Mercedes-Benz Vision SLA, roadster découvert argenté au nez pointu

Concepts · 2000

Une SL pour ceux qui sont encore locataires.

Detroit, janvier 2000 : Mercedes a posé une flèche de Formule 1 sur un plancher sandwich de Classe A et s'est demandé si la sensation roadster pouvait tenir en 3,77 mètres.

Le cahier des charges était presque effronté : prendre les sensations de conduite des SL traditionnelles et les faire descendre dans la catégorie compacte. Le carrossier Stola a construit l'étude fin 1999. Au NAIAS 2000, elle est sortie argentée, découverte et pointue comme une voiture de Grand Prix qui aurait égaré ses ailerons.

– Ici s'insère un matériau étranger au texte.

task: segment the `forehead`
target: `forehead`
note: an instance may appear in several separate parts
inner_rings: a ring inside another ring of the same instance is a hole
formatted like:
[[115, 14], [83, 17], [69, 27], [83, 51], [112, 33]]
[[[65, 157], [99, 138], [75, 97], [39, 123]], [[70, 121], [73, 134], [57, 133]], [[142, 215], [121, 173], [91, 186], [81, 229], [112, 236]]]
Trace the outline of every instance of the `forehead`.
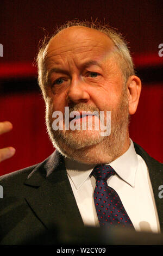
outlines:
[[75, 26], [63, 29], [49, 42], [45, 52], [45, 62], [66, 56], [82, 59], [87, 54], [106, 55], [114, 48], [112, 41], [105, 34], [90, 28]]

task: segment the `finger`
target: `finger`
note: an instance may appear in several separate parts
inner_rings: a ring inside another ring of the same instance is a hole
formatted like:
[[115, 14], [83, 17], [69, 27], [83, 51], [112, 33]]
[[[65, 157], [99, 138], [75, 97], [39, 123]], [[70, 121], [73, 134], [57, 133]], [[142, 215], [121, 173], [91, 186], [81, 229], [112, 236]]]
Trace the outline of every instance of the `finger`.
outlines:
[[11, 157], [15, 153], [15, 149], [12, 147], [8, 147], [8, 148], [0, 149], [0, 162]]
[[8, 132], [12, 129], [11, 123], [8, 121], [0, 122], [0, 135]]

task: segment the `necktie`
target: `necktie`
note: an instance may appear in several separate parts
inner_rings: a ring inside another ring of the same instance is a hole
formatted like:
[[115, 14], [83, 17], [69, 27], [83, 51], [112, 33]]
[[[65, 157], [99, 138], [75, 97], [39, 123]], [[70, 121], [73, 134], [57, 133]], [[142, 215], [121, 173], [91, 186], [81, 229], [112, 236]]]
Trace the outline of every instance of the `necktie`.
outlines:
[[128, 226], [134, 228], [117, 192], [107, 185], [107, 180], [115, 174], [110, 166], [96, 166], [92, 174], [96, 179], [94, 202], [100, 226]]

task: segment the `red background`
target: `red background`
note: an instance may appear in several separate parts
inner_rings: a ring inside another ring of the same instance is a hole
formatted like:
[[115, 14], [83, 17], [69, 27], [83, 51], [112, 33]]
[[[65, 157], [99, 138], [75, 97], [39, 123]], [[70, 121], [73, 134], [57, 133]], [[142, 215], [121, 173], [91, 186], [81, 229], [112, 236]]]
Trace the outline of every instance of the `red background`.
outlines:
[[[1, 148], [14, 147], [16, 153], [1, 163], [0, 175], [41, 161], [54, 150], [46, 133], [40, 93], [28, 91], [23, 82], [21, 89], [15, 93], [11, 84], [12, 79], [16, 87], [15, 81], [20, 78], [28, 78], [30, 83], [30, 78], [36, 77], [32, 63], [44, 35], [42, 28], [51, 33], [56, 24], [74, 18], [105, 19], [106, 23], [126, 35], [136, 69], [141, 70], [143, 84], [137, 111], [131, 120], [130, 137], [162, 162], [163, 78], [158, 81], [156, 72], [163, 65], [163, 57], [158, 56], [158, 46], [163, 43], [162, 14], [161, 0], [4, 0], [1, 3], [0, 43], [4, 56], [0, 58], [0, 120], [10, 121], [14, 129], [1, 136], [0, 144]], [[156, 72], [152, 74], [152, 81], [147, 82], [143, 74], [149, 66]], [[6, 87], [10, 84], [5, 93], [1, 87], [4, 81]]]

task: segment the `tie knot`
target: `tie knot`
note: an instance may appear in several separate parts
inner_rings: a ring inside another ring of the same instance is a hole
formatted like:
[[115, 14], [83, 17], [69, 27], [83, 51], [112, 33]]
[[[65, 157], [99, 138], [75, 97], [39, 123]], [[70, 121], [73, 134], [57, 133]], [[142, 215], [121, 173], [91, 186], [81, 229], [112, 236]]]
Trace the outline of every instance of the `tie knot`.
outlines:
[[115, 171], [110, 166], [105, 165], [96, 166], [92, 172], [92, 174], [95, 178], [96, 180], [106, 180], [110, 176], [115, 174]]

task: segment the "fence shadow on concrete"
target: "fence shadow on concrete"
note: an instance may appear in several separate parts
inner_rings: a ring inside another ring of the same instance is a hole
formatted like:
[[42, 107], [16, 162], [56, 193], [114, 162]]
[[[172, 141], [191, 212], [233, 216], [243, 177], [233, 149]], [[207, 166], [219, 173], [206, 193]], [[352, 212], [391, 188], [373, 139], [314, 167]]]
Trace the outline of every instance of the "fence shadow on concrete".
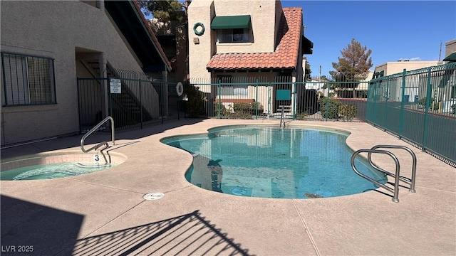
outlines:
[[73, 255], [249, 255], [198, 210], [78, 240]]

Mercedes la destinait à de jeunes acheteurs pour qui conduire était un plaisir, pas un statut. Le ticket d'entrée devait tenir dans un portefeuille de Classe A.

Chapitre I

Plancher sandwich, nez en flèche.

Sous le long capot, de la mécanique de Classe A : le quatre-cylindres 1,9 litre de l'A 190 — 92 kW (125 ch) — boîte manuelle à cinq rapports, traction avant, essieux de Classe A modifiés avec ESP et assistance au freinage. Vitesse de pointe 209 km/h ; consommation 7,1 l/100 km.

L'aluminium et le plastique maintenaient le poids à vide DIN autour de 950 kg. En cas de choc frontal sévère, le groupe motopropulseur devait plonger sous le plancher, à la manière du sandwich de la Classe A, en laissant l'habitacle intact.

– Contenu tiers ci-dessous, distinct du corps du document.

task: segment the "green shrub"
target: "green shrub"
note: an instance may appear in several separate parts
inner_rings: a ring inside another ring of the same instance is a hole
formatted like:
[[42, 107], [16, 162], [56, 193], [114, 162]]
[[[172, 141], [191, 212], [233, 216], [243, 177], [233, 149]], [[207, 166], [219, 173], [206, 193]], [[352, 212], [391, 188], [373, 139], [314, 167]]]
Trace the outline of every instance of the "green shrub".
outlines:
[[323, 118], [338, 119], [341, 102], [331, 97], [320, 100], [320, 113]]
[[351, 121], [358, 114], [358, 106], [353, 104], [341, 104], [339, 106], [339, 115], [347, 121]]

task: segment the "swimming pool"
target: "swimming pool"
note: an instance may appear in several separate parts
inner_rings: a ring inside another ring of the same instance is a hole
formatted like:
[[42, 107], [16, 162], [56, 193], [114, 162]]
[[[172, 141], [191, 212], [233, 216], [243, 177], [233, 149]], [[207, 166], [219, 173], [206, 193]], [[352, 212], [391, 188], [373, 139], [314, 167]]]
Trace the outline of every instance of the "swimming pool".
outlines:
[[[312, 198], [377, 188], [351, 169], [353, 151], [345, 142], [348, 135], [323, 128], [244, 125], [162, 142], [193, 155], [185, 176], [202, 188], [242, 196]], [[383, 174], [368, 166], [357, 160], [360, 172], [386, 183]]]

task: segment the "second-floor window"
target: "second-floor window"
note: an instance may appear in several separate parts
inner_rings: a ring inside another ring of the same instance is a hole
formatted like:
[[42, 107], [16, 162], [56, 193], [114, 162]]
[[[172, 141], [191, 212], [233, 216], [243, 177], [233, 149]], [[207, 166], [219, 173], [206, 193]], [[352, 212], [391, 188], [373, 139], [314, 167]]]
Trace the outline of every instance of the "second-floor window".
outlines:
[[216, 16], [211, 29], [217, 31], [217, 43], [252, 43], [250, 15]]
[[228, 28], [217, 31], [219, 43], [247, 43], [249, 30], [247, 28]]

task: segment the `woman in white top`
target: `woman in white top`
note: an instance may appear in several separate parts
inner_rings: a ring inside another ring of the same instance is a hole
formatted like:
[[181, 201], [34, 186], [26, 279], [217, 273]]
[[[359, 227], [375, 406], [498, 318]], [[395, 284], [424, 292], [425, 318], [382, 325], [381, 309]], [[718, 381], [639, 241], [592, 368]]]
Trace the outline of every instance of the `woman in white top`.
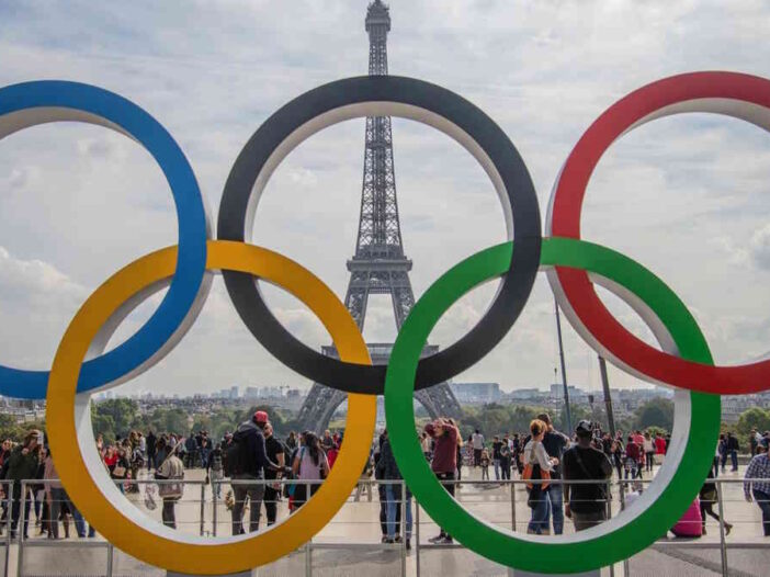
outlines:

Le visage était le message. Ce nez pointu à étoile centrale et ce capot en profil d'aile étaient empruntés à la future SLR McLaren — la preuve que le graphisme pouvait fonctionner sur une voiture qui n'était pas une supercar.

À l'intérieur : un volant, un levier de vitesses, deux cadrans de chronomètre, quelques commandes sur la console. Métal peint, aluminium mat, structures transparentes perforées, cuir sellier sur des sièges en fibre de carbone. Moins de bijoux, plus d'intention.

Longueur
3,77 m
Puissance
125 ch
Poids
950 kg
Vitesse de pointe
209
km/h
Gros plan sur le nez pointu et les triples optiques de la Vision SLA
La flèche devenue trait de famille. Quatre ans plus tard, la SLK R171 porterait une version plus sage de ce visage.

Chapitre II

Trop malin pour le tableur.

La série n'est jamais venue. Les projections de coûts et les compromis de plate-forme ont tué le roadster compact avant l'outillage. Ce qui a survécu, c'est le nez : la SLK R171 de deuxième génération a porté, en 2004, le graphisme pointu de la Vision SLA jusqu'en concession, tandis que la Classe A restait une compacte à hayon.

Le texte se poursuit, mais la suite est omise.